Merrill nodded, but looked unconvinced. "I just couldn't— I couldn't bear to hear…" She swallowed hard. "Amelle… is my friend. She's— she's helping me. She's been helping me." Merrill wrapped an arm around herself, clutching one hand around the thin forearm opposite. "You know what I am. I saw it in your face just then. I… it's not been easy," she said, indicating the scars. "But… things are better than they were." She looked as if she wanted to say more, but evidently remembering what she'd said about her rambling, Merrill snapped her mouth shut and she looked away again, scuffing her foot against the floor.
Cullen had never heard of a blood mage that had ever rehabilitated himself—or herself. Once a blood mage, always a blood mage — that's what his training told him. But telling Merrill that — particularly now — seemed needlessly cruel.
And now he was concerned with hurting a blood mage's feelings. The world was indeed mad.
"We should go back upstairs," he said. "Check on Amelle."
Merrill began to nod, but then she frowned and shook her head instead. "No. Better if I stay down here and finish blending those potions." At Cullen's curious look, Merrill grew sheepish. "Fenris… doesn't much care for me. And Amelle doesn't need a cranky Fenris on top of everything else right now."
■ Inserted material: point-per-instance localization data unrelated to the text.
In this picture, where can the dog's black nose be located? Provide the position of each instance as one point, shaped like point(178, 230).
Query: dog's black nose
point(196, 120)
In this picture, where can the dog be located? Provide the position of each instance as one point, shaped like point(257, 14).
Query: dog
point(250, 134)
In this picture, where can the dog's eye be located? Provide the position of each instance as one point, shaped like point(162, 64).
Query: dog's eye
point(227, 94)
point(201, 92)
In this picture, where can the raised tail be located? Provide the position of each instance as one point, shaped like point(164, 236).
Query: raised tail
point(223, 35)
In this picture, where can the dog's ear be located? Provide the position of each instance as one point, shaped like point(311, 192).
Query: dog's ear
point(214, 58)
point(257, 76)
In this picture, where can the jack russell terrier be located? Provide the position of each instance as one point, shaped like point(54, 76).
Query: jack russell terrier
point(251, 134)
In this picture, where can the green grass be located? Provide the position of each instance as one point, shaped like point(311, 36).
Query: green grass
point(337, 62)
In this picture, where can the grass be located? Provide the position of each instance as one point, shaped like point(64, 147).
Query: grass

Cullen was fairly certain Fenris was bound to be cranky no matter who was present, but he didn't say so aloud. Instead, he scrubbed a hand through his hair and said, "I assume Amelle's given you a key. Lock yourself in when I go, and lock the door behind you later. Don't open it for anyone except Amelle, Fenris or myself. It will take some time for news of the clinic's closure—and what happened to bring it about—to spread. If things get bad enough…"
"I'll come upstairs," Merrill agreed. "I'm not that frightened of a cranky Fenris." She bit her bottom lip. "Well, I am, really. He can be very scary. He can do the most alarming things, and always with such a scowl. You know, this one time—oh. There I go again."
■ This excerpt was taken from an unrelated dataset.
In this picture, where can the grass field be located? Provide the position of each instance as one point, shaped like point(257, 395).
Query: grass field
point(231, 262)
He couldn't quite bring himself to smile—The children are crying, ser. Can't you hear them crying? They're crying for me. Ser, can't you hear them?—but he did rise and place a hand lightly on the elf's shoulder. He felt her jump. "You did well," he said. "You kept your head. You didn't… you did well. I'll make sure Fenris knows."
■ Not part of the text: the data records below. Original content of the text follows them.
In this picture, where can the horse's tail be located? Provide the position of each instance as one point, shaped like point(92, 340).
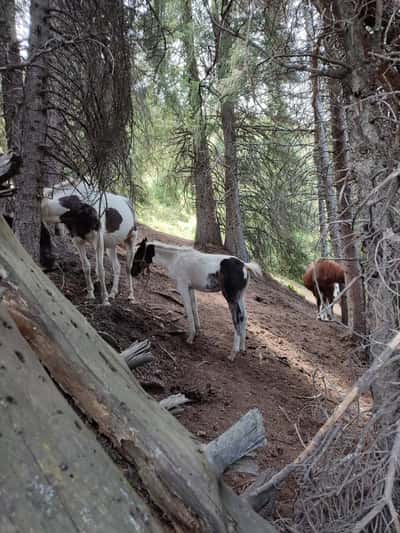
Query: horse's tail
point(254, 269)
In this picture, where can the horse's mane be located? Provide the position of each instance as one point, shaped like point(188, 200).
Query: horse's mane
point(172, 247)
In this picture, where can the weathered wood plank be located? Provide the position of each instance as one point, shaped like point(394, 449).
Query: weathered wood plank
point(172, 467)
point(245, 436)
point(54, 476)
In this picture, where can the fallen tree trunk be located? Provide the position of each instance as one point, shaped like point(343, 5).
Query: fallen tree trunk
point(54, 475)
point(172, 467)
point(239, 440)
Merrill ducked her head, but not before he saw the faint blush overspreading her cheeks. "I didn't do anything."
"Nevertheless."
She raised her eyes to meet his, expression puzzled. "I haven't met any other templars like you. Mostly they just grimace and growl and threaten, especially mages. Quite a lot like Fenris, really. He would probably make a very good templar. Are there elven templars?"
"I… don't think so, no."
"That's too bad. But maybe you could make an exception. After all, you're not a very usual sort of templar yourself, are you?"
He huffed a mirthless chuckle. "I suppose I'm not."
She nodded as if this explained everything, ducking out from beneath his hand to return to her elfroot and her potions. "Amelle's lucky to have a friend like you."
Cullen paused at the door. Then he turned back and cleared his throat. Merrill raised her eyes, though her hands kept stirring. "Merrill, Amelle's lucky to have a friend like you, too."
"Oh, Creators, you'll make me blush—" she did blush then, but quickly looked aghast. "Wait. I'm supposed to swear by something else. Body parts of the sad girl in the chantry. Andraste's… well, I won't say the dirty ones Isabela's always going on about. Andraste's fingernails? Ooh, Andraste's kneecaps! Kneecaps are nice and sturdy, and you wouldn't be able to walk without them. I'm sure she had very holy kneecaps, that Andraste."
Cullen blinked. "I'm sure she did."
"Tell Amelle… tell her… I swear by—by Andraste's kneecaps I'll make as many potions as I can. And tell her… to be careful. She needs to be careful."
Inclining his head, Cullen left the mage to her work, closing the door firmly behind him. He'd half expected stragglers, but the tunnels outside the clinic were empty. With a heavy sigh, he doused the light above the door, and headed up through the secret passage, back to the estate.